How Should DFC Strengthen its Revised Environmental and Social Policies and Procedures (ESPP)?

DFC’s primary safeguards document, the ESPP, should meet and exceed the highest standards and include requirements at least as robust as what the U.S. requires of the multilateral development banks (MDBs) in which it is a member. BIC encourages DFC to broaden the coverage of safeguards within the ESPP to better address climate, the inclusion of marginalized groups, prevention of SEA/H and reprisals, and access to remedy.

On February 27, 2023, the U.S. International Development Finance Corporation (DFC) opened its revised Environmental and Social Policies and Procedures (ESPP) to public comment for 60 days. The ESPP is DFC’s primary safeguards document and outlines the environmental, social, labor, and human rights requirements for projects that DFC finances globally. On April 28, 2023, BIC joined twelve civil society organizations (CSOs) in submitting a letter detailing overarching recommendations and concerns and sharing specific redline edits on the revised ESPP.

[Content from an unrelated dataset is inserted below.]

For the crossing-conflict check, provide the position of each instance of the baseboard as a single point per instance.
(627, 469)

There are several areas where DFC needs to strengthen the revised ESPP, and the joint CSO redline document contains recommendations on improving transparency, human rights alignment, climate requirements, biodiversity protections, stakeholder engagement, and preventing sexual exploitation, abuse and harassment (SEA/H), among other topics. 

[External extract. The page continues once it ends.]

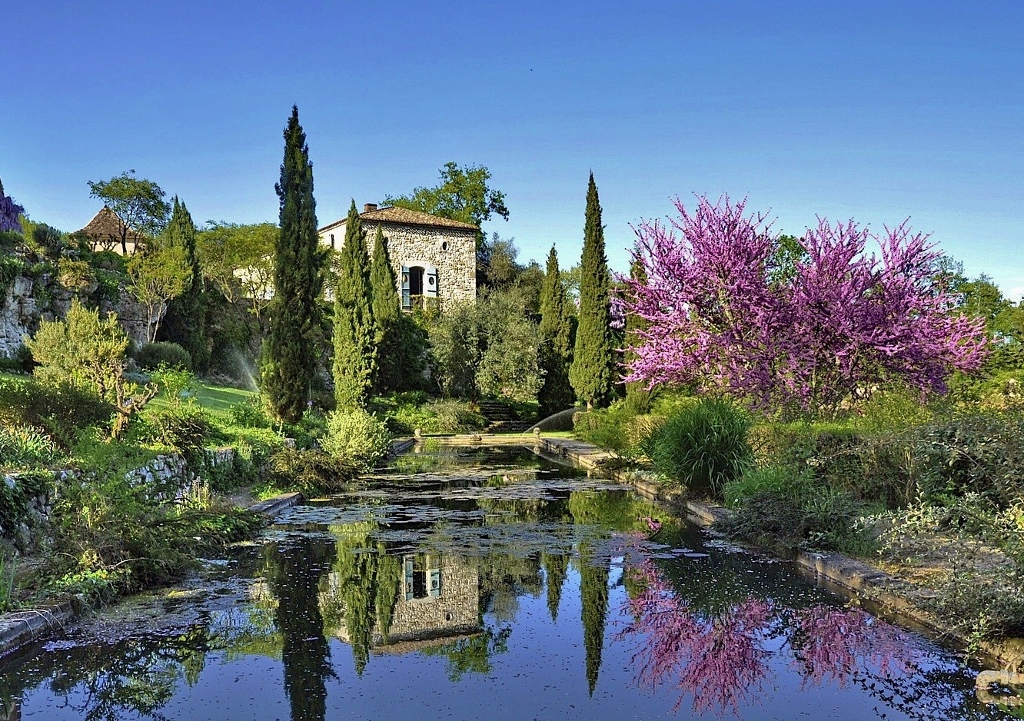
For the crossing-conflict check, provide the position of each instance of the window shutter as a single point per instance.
(409, 578)
(435, 583)
(430, 283)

In particular, BIC and other endorsing CSOs call on DFC to improve its ESPP to match what the U.S. pushes for at the multilateral development banks (MDBs) in which it is a member. As one of the largest shareholders at the MDBs and historically the most vocal advocate for high environmental, social, and accountability standards at the institutions, the U.S. should demonstrate its commitment to sustainable and inclusive development by holding its own development finance institution to the same standards it calls on the MDBs to meet. A consistent U.S. development policy across DFC and the MDBs is essential for the U.S. to preserve its credibility and leadership with the MDBs, international partners, and project-affected communities. 

We encourage DFC to consider the submitted recommendations and redline edits and hold an additional round of consultations after integrating public comments into the revised ESPP. A single-phase consultation process is inadequate for the scale of DFC's review on its ESPP and not aligned with what the U.S. pushes for on similar policy reviews at the MDBs

Finally, while having a strong ESPP is important, it is of little use without proper implementation and accountability. DFC should allocate ample budget, resources, and training to build the institutional capacity needed to strengthen its due diligence and supervision processes as the new ESPP goes into effect.